A government panel released a social security system reform proposal Friday calling for greater contributions from the elderly and high-income earners as well as other reforms to make the system more sustainable.
The draft, released by the National Council on Social Security System Reform, seeks to raise payments by patients aged between 70 and 74 at hospitals to 20 percent of total medical costs from the present 10 percent and to separate people requiring less nursing care from insured nursing care services.
For high-income earners, it calls for raising direct payments for nursing care services from the present 10 percent of total costs, a tax on their retirement income and health insurance premiums.
The council will finalize the proposal Monday for its submission to Prime Minister Shinzo Abe on Tuesday.
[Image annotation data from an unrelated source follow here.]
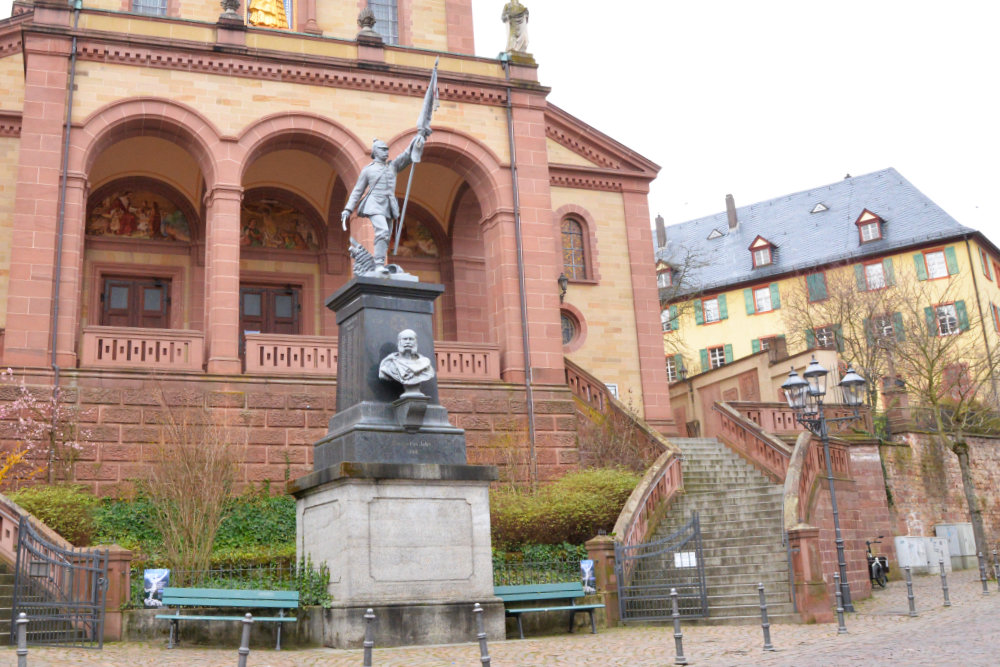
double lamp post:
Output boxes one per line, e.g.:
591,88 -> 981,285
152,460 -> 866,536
781,356 -> 867,611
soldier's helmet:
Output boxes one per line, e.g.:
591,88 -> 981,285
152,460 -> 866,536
372,139 -> 389,157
The draft proposes that payments for expensive medical care services be raised for high-income patients and lowered for low-income patients and that nursing care insurance premiums be lowered for low-income earners aged 65 or more.
It will also propose that the national health insurance program, currently managed by cities, towns and villages, be run by prefectures.
The report will say that the transfer of authority should be made before the government's next medical program, starting in fiscal 2018, on condition that the government work out measures to get the health insurance system out of chronic deficit.
The draft asks the government to consider a raise in the pensionable age as a medium- to long-term challenge.
It does not include a new pension system or the abolition of a special health care system for people aged 75 or older, both of which were proposed when the Democratic Party of Japan was in power. Abe's Liberal Democratic Party returned to power in last December's Lower House election.